Apart from localized changes, the woman may also experience general malaise and feel ill, there is chance of fever (usually 101 F°/ 38.3°C or even higher), aches, shivering and chills. Fatigue and feeling anxious and stressed occur as well.
Patients initially face with flu-like symptoms and then notice changes in the breast area. They are due to report all the mentioned changes, especially if there is additional nipple discharge and severe breast pain.
Lactation Mastitis Treatment
It is essential to continue breastfeeding the child in initial stages of lactation mastitis. Also, with efficient milk removal, the chance of milk stasis and additional problems reduces as well. Women may also benefit from certain pain killers but before taking any drug a woman should consult her health care provider.
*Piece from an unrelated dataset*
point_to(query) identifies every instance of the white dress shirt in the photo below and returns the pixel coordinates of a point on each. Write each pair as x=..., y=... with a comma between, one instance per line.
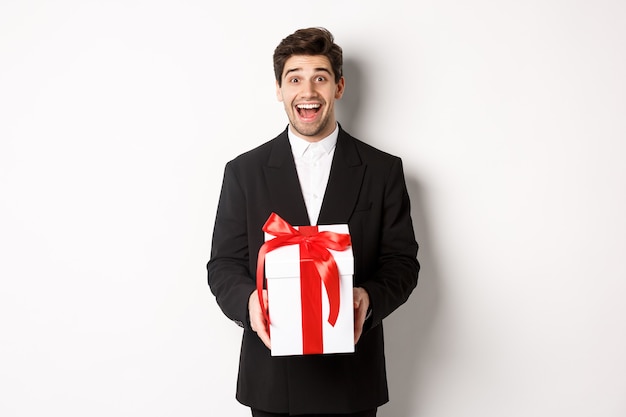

After this initial care mastitis should start to subside. However, if inflammation persists and symptoms do not resolve within 12-24 hours, the woman will require antibiotic treatment. These drugs are administers orally and the affected woman continues breastfeeding or sometimes stops breastfeeding but removes the milk be expressing. Doctor will opt for the best antibiotic paying close attention to allergies the mother is suffering from, efficiency of the drug and its ability to pass into breast milk.
In some case the woman may additionally develop breast abscess, an accumulation of pus inside the breast. Breast abscess is treated surgically and is drained. At the same time the woman receives antibiotics.